Two different clones of Candida pelliculosa bloodstream infection in a tertiary neonatal intensive care unit
Introduction: Fungemia in preterm infants results in high mortality and morbidity. The genotypes, drug susceptibilities of Candida pelliculosa strains, and clinical features of two outbreaks of neonatal candidemia caused by C. pelliculosa were analyzed, in order to provide evidence for the outbreaks and characteristics of C. pelliculosa neonatal candidemia.
Methodology: The strains were genotyped by pulsed-field gel electrophoresis to investigate their genetic relatedness. The broth microdilution method was used to determine in vitro susceptibility of the isolates to antifungal drugs. Clinical features of the infected patients were collected to analyze the risks for C. pelliculosa infection.

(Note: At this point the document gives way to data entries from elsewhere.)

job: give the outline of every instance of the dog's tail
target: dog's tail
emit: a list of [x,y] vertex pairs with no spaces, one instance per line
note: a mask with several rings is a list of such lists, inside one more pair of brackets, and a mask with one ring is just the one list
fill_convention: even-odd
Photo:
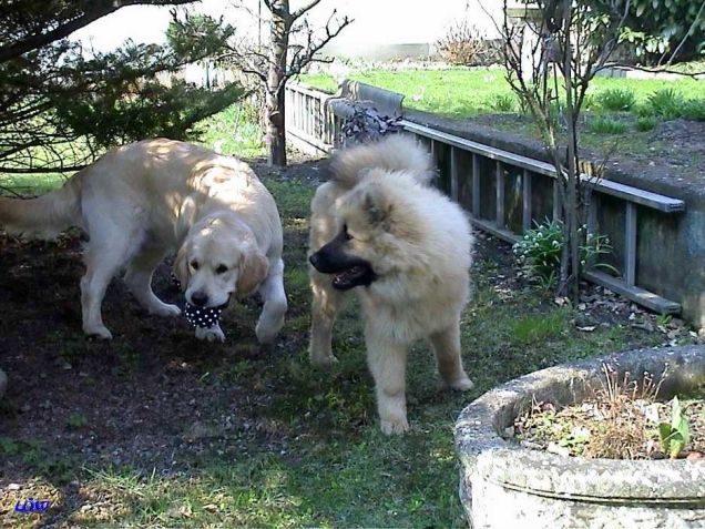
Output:
[[28,238],[54,238],[71,226],[82,225],[83,171],[62,187],[37,199],[0,197],[0,226]]
[[329,180],[352,189],[372,169],[409,172],[420,184],[433,177],[430,153],[411,136],[394,134],[376,143],[336,151],[328,165]]

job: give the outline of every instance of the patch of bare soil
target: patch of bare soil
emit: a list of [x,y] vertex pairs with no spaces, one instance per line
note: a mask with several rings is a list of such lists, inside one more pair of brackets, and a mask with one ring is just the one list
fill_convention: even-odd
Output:
[[[318,162],[295,159],[284,171],[259,163],[254,169],[265,182],[317,183]],[[307,212],[303,201],[294,215],[283,215],[286,258],[293,265],[305,263]],[[498,292],[511,295],[524,284],[508,245],[478,235],[476,262],[495,266],[490,281]],[[167,264],[159,267],[154,291],[181,304],[170,272]],[[52,484],[65,506],[54,517],[60,523],[72,511],[110,503],[103,492],[89,494],[75,480],[82,468],[187,472],[205,454],[247,457],[243,439],[263,450],[286,451],[292,430],[278,428],[266,411],[277,385],[289,384],[276,366],[294,355],[305,357],[305,286],[289,298],[277,345],[263,350],[254,336],[256,299],[232,304],[223,315],[226,343],[211,344],[198,342],[184,318],[147,315],[123,283],[113,281],[103,316],[114,339],[100,342],[81,332],[82,274],[78,234],[52,243],[0,234],[0,367],[9,378],[0,400],[0,500],[9,497],[6,491],[16,494],[11,487],[18,484],[27,490],[40,487],[38,480]],[[599,288],[586,291],[579,309],[575,325],[585,332],[620,321],[631,322],[635,333],[661,333],[655,317]],[[664,339],[687,333],[676,321],[663,327]],[[8,508],[0,505],[0,526]]]

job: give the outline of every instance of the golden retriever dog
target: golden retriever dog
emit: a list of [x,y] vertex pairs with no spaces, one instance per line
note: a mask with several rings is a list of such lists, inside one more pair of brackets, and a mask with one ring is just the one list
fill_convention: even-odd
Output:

Results: Fourteen neonates, hospitalized in the neonatal intensive care unit from November 2012 to October 2013, were infected by C. pelliculosa. All 14 patients were cured after treatment with fluconazole and discharged without any complications. The C. pelliculosa isolates from the 14 patients were clustered into two groups, indicating that the outbreaks were caused by two types of strains. Eight of nine strains isolated from the 2013 outbreak were clustered into the same group, while one isolate was grouped together with five isolates from the 2012 outbreak. In vitro experiments demonstrated high antifungal activity of fluconazole, voriconazole, amphotericin B, and 5-fluorocytosine to C. pelliculosa. The common symptoms of C. pelliculosa candidaemia were fever, cyanosis, polypnea, hypoactivity, and apnea.
Conclusions: The current study revealed high in vitro susceptibility of C. pelliculosa to antifungals. As C. pelliculosa candidaemia cannot be characterized by clinical symptoms and routine blood testing alone, monitoring unusual strains isolated from immunodeficient hosts is very important to prevent possible outbreaks.